An die Moderatoren: Mir ist aufgefallen, dass neuerdings bei allen Themenüberschriften sämtliche Anfangsbuchstaben groß geschrieben sind. Kann es sein, dass das die Foren-Software seit der letzten Wartung automatisch macht? Lässt sich dieses Feature abschalten? Es passt nicht zu den überwiegend deutschen Texten.

Danke...


----------



## SolitaryAngel666 (3. Juni 2008)

hä? sonst keine probleme?  


			Dieser Inhalt steht nur eingeloggten Mitgliedern zur Verfügung.


----------



## bluewhiteangel (3. Juni 2008)

Ich denke du meinst sämtliche Anfangsbuchstaben groß.


----------



## Seryma (3. Juni 2008)

Passt nicht ins WoW Forum?


----------



## ScHaDoWeYe (3. Juni 2008)

Stimmt nicht ist bei meinem Fred nicht so.

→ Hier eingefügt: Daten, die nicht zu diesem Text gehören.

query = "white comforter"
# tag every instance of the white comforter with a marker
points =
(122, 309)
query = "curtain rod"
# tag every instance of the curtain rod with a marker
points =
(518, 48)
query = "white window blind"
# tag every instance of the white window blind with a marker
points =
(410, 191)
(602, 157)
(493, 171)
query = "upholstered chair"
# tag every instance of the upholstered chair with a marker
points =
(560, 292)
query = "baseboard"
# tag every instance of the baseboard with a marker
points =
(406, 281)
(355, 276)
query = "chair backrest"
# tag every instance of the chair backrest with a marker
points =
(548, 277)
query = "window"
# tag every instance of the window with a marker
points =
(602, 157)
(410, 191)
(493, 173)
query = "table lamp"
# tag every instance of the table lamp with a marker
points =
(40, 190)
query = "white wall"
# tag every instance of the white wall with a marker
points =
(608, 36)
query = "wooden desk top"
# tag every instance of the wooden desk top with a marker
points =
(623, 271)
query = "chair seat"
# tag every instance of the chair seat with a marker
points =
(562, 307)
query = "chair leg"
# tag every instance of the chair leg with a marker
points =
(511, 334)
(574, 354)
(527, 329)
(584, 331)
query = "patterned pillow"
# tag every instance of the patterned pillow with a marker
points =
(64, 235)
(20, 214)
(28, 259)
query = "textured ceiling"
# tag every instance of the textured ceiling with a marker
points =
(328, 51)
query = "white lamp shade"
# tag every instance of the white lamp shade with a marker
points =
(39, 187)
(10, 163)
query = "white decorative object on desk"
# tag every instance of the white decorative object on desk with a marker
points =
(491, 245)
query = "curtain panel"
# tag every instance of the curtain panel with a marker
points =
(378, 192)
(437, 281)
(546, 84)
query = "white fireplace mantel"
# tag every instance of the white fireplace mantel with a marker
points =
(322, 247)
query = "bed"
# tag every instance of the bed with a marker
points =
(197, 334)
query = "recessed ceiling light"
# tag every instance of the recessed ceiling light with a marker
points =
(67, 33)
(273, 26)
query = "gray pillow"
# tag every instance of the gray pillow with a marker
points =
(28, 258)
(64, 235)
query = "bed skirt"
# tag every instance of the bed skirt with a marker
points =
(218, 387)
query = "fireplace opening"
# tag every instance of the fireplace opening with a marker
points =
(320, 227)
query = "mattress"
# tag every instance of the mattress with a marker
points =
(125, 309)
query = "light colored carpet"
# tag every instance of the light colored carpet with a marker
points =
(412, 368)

Naja, das Wort ist aber auch in Klammer geschreiben....

Andererseits wundert es mcih dass du so wenig Probleme hast XD

MfG, Schadoweye


----------



## Lenny0021 (3. Juni 2008)

Aber, um ihm Recht zu geben, es stimmt! ^^
Ist mir auch aufgefallen, dass alle (ich verbesser dich mal) Anfangsbuchstaben groß geschrieben sind 


			Dieser Inhalt steht nur eingeloggten Mitgliedern zur Verfügung.
        

 

P.S. Dass immer alle Rumnörgeln müssen ^^


----------



## The Future (3. Juni 2008)

Ahh wen leute langeweile haben.


----------



## ToNk-PiLs (3. Juni 2008)

Ist überings im falschen Forum. Da ich gerade auch Langeweile habe, werd ich das mal reporten, damit das weggeschubst wird. 


			Dieser Inhalt steht nur eingeloggten Mitgliedern zur Verfügung.


----------



## ZAM (3. Juni 2008)

Hierbei handelt es sich um eine Funktion die SHOUT-Topics, also Topics die nur aus Großbuchstaben bestehen normalisieren soll. Funktioniert aber anscheinend noch nicht 100%ig.


----------



## Segojan (3. Juni 2008)

Stimmt... habe dem Satz ganz oben einen Sinn verpasst.


----------